Skip to content

Plan your Intake Runner

To ensure optimal performance and cost-effectiveness, it’s a good practice to plan your STACKIT Intake configuration in advance. The key to this planning is understanding your data stream’s characteristics.

Before creating an Intake Runner, you need to analyze your data stream’s patterns and requirements:

  • Data Volume Analysis: Estimate the volume of data you expect to ingest. Intake Runner capacity is defined by two key metrics: maximum number of messages per hour and maximum message size in KiB. Be sure to consider your peak ingestion rates and message sizes, not just the average.
  • Ingestion Patterns: Consider whether your ingestion workload is steady or spiky. The Intake Runner’s buffering capability can handle temporary spikes and downstream outages for up to 24 hours, but your defined capacity should be sufficient to process the sustained workload.
  • Start with a Realistic Capacity: Begin with a capacity that accommodates your expected peak hourly throughput. You can monitor the system and increase the capacity if necessary. Note that you cannot reduce the capacity at the moment. Instead, consider deleting and recreating the Intake Runner and its Intakes, pointing them to the existing tables.
  • Leverage Buffering: If you don’t expect downstream interruptions as long as 24 hours and can live with variations in the time it takes for messages to become visible in Dremio beyond 5 minutes, the buffering can also help you to absorb spikes in message volume beyond the specified hourly maximum throughput.
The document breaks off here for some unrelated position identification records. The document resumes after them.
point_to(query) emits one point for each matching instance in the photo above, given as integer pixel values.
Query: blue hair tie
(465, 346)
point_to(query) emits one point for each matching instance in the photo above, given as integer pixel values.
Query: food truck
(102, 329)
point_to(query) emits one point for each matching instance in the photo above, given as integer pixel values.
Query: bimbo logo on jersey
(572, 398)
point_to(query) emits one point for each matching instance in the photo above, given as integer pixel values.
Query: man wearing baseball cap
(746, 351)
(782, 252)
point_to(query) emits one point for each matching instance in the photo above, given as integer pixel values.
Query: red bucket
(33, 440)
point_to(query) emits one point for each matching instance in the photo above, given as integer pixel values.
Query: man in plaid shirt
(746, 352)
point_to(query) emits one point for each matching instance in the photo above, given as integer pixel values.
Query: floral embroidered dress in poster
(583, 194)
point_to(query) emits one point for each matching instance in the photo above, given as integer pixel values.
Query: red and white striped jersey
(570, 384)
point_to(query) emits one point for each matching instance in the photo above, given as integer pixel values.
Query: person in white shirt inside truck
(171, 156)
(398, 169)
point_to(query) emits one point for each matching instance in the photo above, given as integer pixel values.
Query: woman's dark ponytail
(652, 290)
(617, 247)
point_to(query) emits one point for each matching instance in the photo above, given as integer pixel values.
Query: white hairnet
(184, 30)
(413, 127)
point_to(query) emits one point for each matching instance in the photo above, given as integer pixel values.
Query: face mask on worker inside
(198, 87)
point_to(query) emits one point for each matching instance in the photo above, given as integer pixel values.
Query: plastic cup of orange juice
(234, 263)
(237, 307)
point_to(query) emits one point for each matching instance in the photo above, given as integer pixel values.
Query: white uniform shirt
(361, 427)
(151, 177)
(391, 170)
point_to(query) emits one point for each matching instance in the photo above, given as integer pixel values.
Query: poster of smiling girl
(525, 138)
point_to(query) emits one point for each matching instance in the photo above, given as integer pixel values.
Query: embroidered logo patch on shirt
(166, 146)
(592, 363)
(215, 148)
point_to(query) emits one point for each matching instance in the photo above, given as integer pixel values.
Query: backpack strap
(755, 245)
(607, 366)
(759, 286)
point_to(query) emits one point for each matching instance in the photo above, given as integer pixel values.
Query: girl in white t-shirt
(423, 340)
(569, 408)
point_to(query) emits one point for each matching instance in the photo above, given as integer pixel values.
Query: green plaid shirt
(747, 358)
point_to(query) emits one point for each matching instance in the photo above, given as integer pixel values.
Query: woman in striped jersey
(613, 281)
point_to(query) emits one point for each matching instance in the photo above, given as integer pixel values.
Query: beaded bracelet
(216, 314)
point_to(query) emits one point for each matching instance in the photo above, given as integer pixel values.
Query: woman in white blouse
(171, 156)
An Intake Runner will only block messages if the preallocated buffer storage is full.
  • Partitioning: Use partitioning in your Intake to optimize data processing and query performance in Dremio. Choosing a date or any other courser-grained time field as a partition field is a good idea. This will permit you to perform Iceberg table compaction for improved Dremio query performance on older partitions while Intake is still writing to the current partition. Using automatic ingestion time-based partitioning with the automatically added timestamp column __intake_ts also is a simple way to add time-based partitioning.